There are a variety of clinical presentations ranging from asymptomatic/self-limited infection to more severe forms like progressive disseminated histoplasmosis and acute histoplasmosis, with the latter ones being more frequent in immunocompromised people (mainly those with affected adaptive immunity ⁷. Regarding systemic lupus erythematosus, surprisingly, the incidence and prevalence of histoplasmosis is very low, represented in limited evidence primarily based on case reports ^6-8; furthermore, it tends to present atypically, with a higher incidence of gastrointestinal, cutaneous and central nervous system involvement ^4-8,9. Gastrointestinal histoplasmosis deserves special mention, with an approximate incidence of 0.05% in immunocompetent patients, predominantly males, around the fifth decade of life ^9-12. Data from the immunocompromised population is poorly defined, especially in the scenario of patients with SLE, in which histoplasmosis is not frequent, much less in its isolated gastrointestinal form.

This case describes the atypical presentation of histoplasmosis restricted to the colon, in the context of a young patient with active SLE, in which the challenge is to balance adequate control of the autoimmune disease while at the same time counteracting the fungal infection. Given its acute kidney component, recognized as an independent predictor of a poor prognosis in histoplasmosis, and the absolute necessity of decreasing the inflammatory activity - with the use of corticosteroids contraindicated - we opted to manage this patient with IV immunoglobulin, whose pleiotropic effects are increasingly recognized in terms of its mechanism of action and safety ¹³. There were good results in this particular case, at the same time contrasting with the general recommendation of suspending immunosuppressants for at least the first three months of antifungal treatment ^2,5, which was not possible in this case due to the degree of inflammatory activity, making therapeutic decision making quite a challenge.
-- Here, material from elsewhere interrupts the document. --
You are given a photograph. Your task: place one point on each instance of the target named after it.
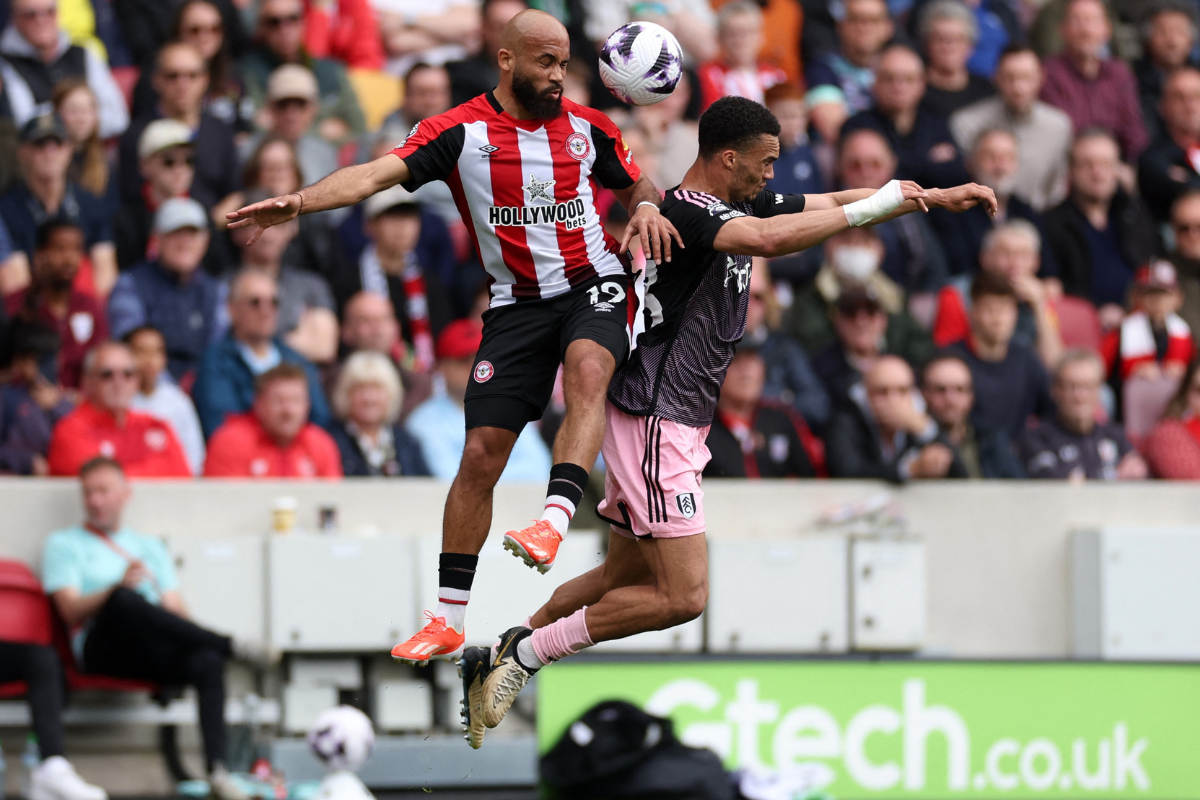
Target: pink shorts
(652, 486)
While the literature states that up to 30% of histoplasmosis cases may coexist with a normal chest x-ray, we highlight in this case that Histoplasma spp. was not isolated or documented in other samples or tissues other than the colon. However, considering that gastrointestinal involvement is a normal characteristic of subacute progressive disseminated histoplasmosis, the treatment of this condition is based on amphotericin B (relatively contraindicated in lupus nephritis) or itraconazole (whose initiation was delayed due to the limited availability of this drug in the initial healthcare facility) with a consolidation and maintenance phase which should last at least one year, monitoring therapeutic serum levels and frequently measuring antigenuria, which, together with symptom resolution, are indicators of an adequate clinical and microbiological response ^1,2,7,9. As mentioned above, the prognosis is favorable when treatment begins promptly; limitations in health care in general must be acknowledged, especially regarding the availability of first-line medications and diagnostic studies which in this case, fortunately, did not lead to negative consequences for the clinical outcome.